Yesterday, as promised, we chickened out of traveling. Hardly a cloud to be found, but too dang windy for our taste. The next week or so looks like good traveling so why be miserable? So instead we Mini-Pearled around. Here’s where our marina would go if we weren’t also too chicken to open that B & B.
Inside the Fishermen Museum we found a model of the home, because it’s historic or something. Is that a sign or what?
We even took the dinghy depth finder out. Ten feet of water where we’d put the marina. Perfect for eight slips and a T-head. Another sign?
Whilst we pondered the possibilities—and pondered the foolishness of even considering the possibilities—we had a delicious dinner on the waterfront deck of the only restaurant in town where we hadn’t already eaten. The deck was full of boaters, and as generally is the case we all started talking. At an adjacent table sat two sailing couples. Turns out they cruised down the rivers last fall. Hey, we cruised down the rivers last fall too! They had a sad story about how their sailboat—Fair Wind—sank on the Tennessee River and was salvaged at Cuba Landing. Hey, we cruised down the Tennessee River and stopped at Cuba Landing too! Small world. Wait a second. Come to think of it, when we pulled in to Cuba Landing, a sailboat named Fair Wind had just been hauled out and wrapped in tarps and was sitting on the bottom right next to us. Yup, same boat. We even had a picture to prove it.

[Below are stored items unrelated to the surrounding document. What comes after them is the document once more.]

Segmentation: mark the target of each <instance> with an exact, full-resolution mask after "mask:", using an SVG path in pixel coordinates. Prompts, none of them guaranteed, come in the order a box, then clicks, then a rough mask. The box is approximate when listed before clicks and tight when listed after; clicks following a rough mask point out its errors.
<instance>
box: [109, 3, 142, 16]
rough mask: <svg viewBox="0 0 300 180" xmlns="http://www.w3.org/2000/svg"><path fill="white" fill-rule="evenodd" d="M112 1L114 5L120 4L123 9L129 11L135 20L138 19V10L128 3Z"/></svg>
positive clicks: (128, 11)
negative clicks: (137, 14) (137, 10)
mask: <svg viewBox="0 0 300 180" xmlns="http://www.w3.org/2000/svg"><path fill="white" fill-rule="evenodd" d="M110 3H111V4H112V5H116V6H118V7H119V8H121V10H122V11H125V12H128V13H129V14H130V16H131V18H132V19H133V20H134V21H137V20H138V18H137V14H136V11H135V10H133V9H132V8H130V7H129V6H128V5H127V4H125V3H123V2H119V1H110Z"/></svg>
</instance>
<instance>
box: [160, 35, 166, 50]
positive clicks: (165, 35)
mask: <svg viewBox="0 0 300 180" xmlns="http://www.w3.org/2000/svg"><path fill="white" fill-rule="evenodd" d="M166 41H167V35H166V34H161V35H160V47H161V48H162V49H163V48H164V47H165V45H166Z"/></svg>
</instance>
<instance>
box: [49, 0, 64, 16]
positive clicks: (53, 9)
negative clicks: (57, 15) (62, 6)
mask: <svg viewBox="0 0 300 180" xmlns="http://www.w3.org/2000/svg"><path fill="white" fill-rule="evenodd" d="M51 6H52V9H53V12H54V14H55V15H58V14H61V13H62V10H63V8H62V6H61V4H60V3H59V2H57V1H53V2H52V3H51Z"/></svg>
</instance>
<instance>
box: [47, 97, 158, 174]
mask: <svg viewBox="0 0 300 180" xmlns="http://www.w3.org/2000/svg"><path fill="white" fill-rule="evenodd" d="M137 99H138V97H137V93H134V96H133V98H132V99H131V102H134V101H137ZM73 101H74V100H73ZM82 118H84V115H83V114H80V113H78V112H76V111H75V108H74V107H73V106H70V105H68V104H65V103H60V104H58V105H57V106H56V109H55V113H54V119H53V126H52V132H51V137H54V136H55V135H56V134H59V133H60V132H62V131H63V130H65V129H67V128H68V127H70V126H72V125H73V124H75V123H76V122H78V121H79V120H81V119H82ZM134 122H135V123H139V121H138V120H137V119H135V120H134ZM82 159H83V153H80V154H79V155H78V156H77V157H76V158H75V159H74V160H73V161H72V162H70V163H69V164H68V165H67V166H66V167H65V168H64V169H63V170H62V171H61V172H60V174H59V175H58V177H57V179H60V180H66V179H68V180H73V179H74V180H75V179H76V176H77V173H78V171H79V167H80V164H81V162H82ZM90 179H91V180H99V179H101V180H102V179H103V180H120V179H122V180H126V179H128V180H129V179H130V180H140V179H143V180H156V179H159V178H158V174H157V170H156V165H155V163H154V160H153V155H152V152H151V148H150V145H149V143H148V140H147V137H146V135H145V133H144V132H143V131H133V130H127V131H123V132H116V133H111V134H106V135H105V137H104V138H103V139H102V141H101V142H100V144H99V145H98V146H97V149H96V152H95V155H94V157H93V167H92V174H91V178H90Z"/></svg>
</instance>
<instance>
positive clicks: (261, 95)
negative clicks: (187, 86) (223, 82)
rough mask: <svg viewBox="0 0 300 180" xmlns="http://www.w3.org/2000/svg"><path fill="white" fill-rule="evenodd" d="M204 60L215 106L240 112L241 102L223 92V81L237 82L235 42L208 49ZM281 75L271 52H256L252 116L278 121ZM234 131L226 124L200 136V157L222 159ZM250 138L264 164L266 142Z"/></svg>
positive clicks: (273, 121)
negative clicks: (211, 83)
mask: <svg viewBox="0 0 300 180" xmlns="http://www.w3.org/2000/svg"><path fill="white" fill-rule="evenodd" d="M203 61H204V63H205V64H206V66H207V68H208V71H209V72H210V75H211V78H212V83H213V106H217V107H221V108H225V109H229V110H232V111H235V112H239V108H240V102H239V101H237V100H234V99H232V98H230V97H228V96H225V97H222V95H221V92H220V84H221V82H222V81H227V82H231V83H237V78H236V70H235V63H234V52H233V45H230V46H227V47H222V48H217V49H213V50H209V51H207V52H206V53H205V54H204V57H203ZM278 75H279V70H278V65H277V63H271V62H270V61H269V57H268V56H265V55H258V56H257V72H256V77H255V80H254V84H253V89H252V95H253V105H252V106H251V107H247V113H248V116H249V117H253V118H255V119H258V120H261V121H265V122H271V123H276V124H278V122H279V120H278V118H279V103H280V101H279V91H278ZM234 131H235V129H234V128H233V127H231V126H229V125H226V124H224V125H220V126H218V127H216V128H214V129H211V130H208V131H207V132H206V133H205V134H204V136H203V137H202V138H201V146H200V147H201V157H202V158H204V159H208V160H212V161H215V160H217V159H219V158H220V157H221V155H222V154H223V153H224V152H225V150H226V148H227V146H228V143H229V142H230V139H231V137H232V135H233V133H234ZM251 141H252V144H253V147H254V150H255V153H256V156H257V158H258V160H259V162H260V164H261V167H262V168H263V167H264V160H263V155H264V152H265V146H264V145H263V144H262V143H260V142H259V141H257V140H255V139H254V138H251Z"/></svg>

By now they have a new boat, so were in much better humor than we’d have been if strangers had been cackling about witnessing our misery. What are the odds? More signs that we should buy that Victorian maybe? The point is that Reedville is a cool little village. Anyone who takes fish oil supplements or eats cat food should appreciate Reedville as the Menhaden Capitol of the World. Plus Jennings Boat Yard was an awesome find.
Okay, we’re probably not going to open a bed & breakfast or a marina in the Menhaden Capitol of the World. Might as well put Mini Pearl back in her cradle and plan our trip up to Spring Cove. Looks like we might just string together a few good travel days. Finally. So this morning at 7:40 we slipped the lines and headed for glory. Past the menhaden pound net traps and on up to the Potomac.
Anyone who’s been reading our drivel, er, blog posts, from the start, will recall that we left Washington D.C on May 23 last year.
Although the Potomac is a Loop side trip, the original plan was to go back up and claim victory at The Yards. Meh. The Potomac was really cool once up and once down—and before we saw the rest of the much cooler stuff along the way—but we hate D.C., Mallory is gone, and there’s no point in going back.
After our first Loop stop at Colonial Beach, we rounded Point Lookout, cruised out to green 69A, and joined up with The Loop proper.
From there we’ve spent over a year underway. That’s a ton of miles and locks and drawbridges and boats and dolphins and LCBOs and boat cards and tows with barges and rivers and crab pots and canals and long days and great restaurants and gorgeous sunsets and crappy days and fog and new friends who became old friends. What a trip. We didn’t necessarily love every minute of it, but the minutes we didn’t love at least were rare and interesting.
At 10:15 this morning, we paused at green 69A. We were last here 387 days ago.
Woooo! The Gods of Sea and Air honored the occasion by giving us an easy day crossing the Potomac, which allowed for a champagne (and cranberry) toast.
We’re happy Brent and Karen were along to celebrate with us. Plus we needed someone to take the picture.
A couple of hours later we pulled back into Spring Cove.
The end of The Loop, for us, also is the start of the Down East Circle. We’ll head back up the Hudson, but instead of a left at the Erie Canal we’ll go straight up to the St. Lawrence. Then hook a right. Until we get past Albany we’ll be replowing ground we’ve already covered. Plus we’re in a bit of a hurry so the days might be long. Which means blog posts might be iffy. But we’ll round back into shape at some point.